Il a achevé ses études universitaires et ses études de troisième cycle en génie civil au Canada. Ses proches lui ont donné le surnom de « l'ingénieur ». Ses enfants auraient la citoyenneté canadienne.

Le vote des membres du Forum de dialogue libyen, sous l'égide des Nations unies à Genève, qui a eu lieu vendredi, a abouti à la victoire de la liste de Dbiba, qui a remporté le suffrage face à la liste de Aguila Salah.
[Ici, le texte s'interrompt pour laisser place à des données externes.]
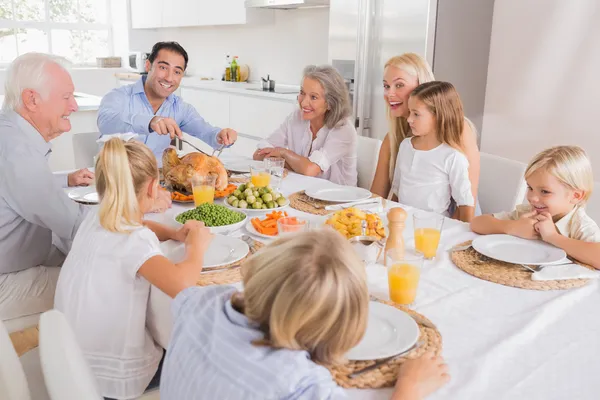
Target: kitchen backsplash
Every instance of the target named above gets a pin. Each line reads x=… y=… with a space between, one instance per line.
x=282 y=49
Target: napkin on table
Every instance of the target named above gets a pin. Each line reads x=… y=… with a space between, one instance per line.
x=564 y=271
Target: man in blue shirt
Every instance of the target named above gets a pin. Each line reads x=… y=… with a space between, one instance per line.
x=149 y=107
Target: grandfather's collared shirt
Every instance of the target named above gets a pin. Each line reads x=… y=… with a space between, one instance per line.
x=32 y=204
x=127 y=109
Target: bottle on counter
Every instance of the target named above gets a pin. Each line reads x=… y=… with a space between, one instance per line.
x=235 y=73
x=227 y=73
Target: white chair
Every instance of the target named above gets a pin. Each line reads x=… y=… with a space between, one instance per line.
x=13 y=384
x=501 y=184
x=367 y=155
x=67 y=375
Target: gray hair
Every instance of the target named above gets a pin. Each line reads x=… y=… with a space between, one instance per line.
x=336 y=93
x=29 y=71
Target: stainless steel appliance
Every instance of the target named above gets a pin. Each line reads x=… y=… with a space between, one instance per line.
x=453 y=35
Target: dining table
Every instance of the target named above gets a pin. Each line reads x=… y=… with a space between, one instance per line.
x=499 y=342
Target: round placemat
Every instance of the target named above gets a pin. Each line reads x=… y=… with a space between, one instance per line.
x=504 y=273
x=386 y=375
x=230 y=273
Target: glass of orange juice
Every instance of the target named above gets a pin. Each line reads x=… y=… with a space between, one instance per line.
x=404 y=271
x=428 y=230
x=260 y=176
x=203 y=187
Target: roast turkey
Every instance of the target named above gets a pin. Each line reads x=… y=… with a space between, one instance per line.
x=178 y=172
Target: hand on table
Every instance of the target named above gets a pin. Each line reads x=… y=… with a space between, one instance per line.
x=82 y=177
x=165 y=126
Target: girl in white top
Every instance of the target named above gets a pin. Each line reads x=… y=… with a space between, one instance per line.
x=559 y=183
x=104 y=284
x=318 y=139
x=431 y=168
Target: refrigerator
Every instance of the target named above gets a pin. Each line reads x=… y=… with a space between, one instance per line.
x=452 y=35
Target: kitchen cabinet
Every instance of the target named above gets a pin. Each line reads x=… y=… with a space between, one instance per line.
x=257 y=116
x=180 y=13
x=212 y=106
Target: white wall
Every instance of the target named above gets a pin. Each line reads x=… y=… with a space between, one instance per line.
x=281 y=49
x=543 y=84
La candidature de l'allié du général putschiste Khalifa Haftar, en tant que président du Conseil présidentiel, n’a pas réussi à obtenir la confiance des membres du Conseil.

La liste gagnante dirigera temporairement les affaires du pays, jusqu'à la tenue des élections présidentielles et parlementaires prévues pour le 24 décembre 2021.


*Traduit de l'arabe par Mounir Bennour.